Vários dos episódios da série “Black Mirror”, para além de um grande nó na cabeça, dão-nos uma excelente percepção de muito do que poderá acontecer, pois conseguimos perceber o lado negro de muitas coisas que estão na eminência de acontecer, sem que nunca tivessemos pensado nelas.
Já no curto prazo, no espaço de uns 5 anos, talvez a transformação de maior impacto, venha a ser a união entre a robótica e a Inteligência Artificial, pois acho que vamos ter “humanoides” presentes no nosso dia-a-dia, como por exemplo para nos limparem a casa, dar explicações aos nossos filhos, fazerem companhia a idosos e muitas outras coisas.
12. Tem algum conselho para quem quer começar um negócio na área tecnológica ou algum momento de dificuldade que inspire os nossos leitores?
César: Posso contar-vos uma história engraçada sobre a dificuldade do empreendedorismo.
Durante a pandemia e com o teletrabalho, os canais de TV Corporativa que as empresas tinham, deixaram de ter visibilidade, porque as pessoas não estavam fisicamente nas empresas. Então criamos uma extensão em que a emissão passada nos canais das empresas, podia ser agora passada nos screensavers dos computadores, quando os mesmos deixavam de ser usados por algum tempo.
Os departamentos de Marketing das empresas adoraram esta nova solução, mas acabamos por não ter resultados na venda da mesma, porque carecia da aprovação das equipas técnicas, pois era necessário instalar um programa nos computadores e em plena pandemia, tudo o que fosse instalações era-nos boicotado pelos departamentos de IT.

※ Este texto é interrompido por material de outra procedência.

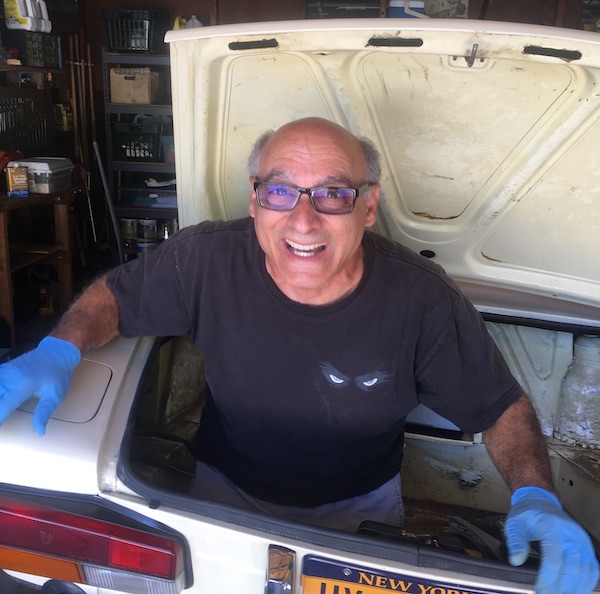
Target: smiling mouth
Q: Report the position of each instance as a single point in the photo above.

No seguimento e já com mais sucesso, criámos uma solução para o Teams e neste momento, somos a única empresa capaz de realizar canais de TV Corporativa no Teams com um software de Digital Signage.
Esta nova solução foi também um desafio, pois tivemos que provar que a mesma funcionava e que era útil para as empresas. E depois de um ano neste processo, em que oferecemos a solução às empresas para que estas conseguissem perceber o seu real valor, já temos algumas grandes empresas como clientes e com uma taxa de visualização dos conteúdos pelos colaboradores de cerca de 80% (nos 2 primeiros dias de novas publicações), o que bate todos os outros meios internos de comunicação das empresas.
Este é um pequeno exemplo, que nos mostra que é necessário estar sempre preparado para mudar. O segredo para sobreviver é adaptar-se, aprender e explorar todas as oportunidades.
Olhando para trás, o que mais nos orgulha é a nossa resiliência, porque já passamos por fases muito boas e outras muito duras, mas continuamos a inovar, a crescer e a manter o espírito de equipa que tínhamos no início.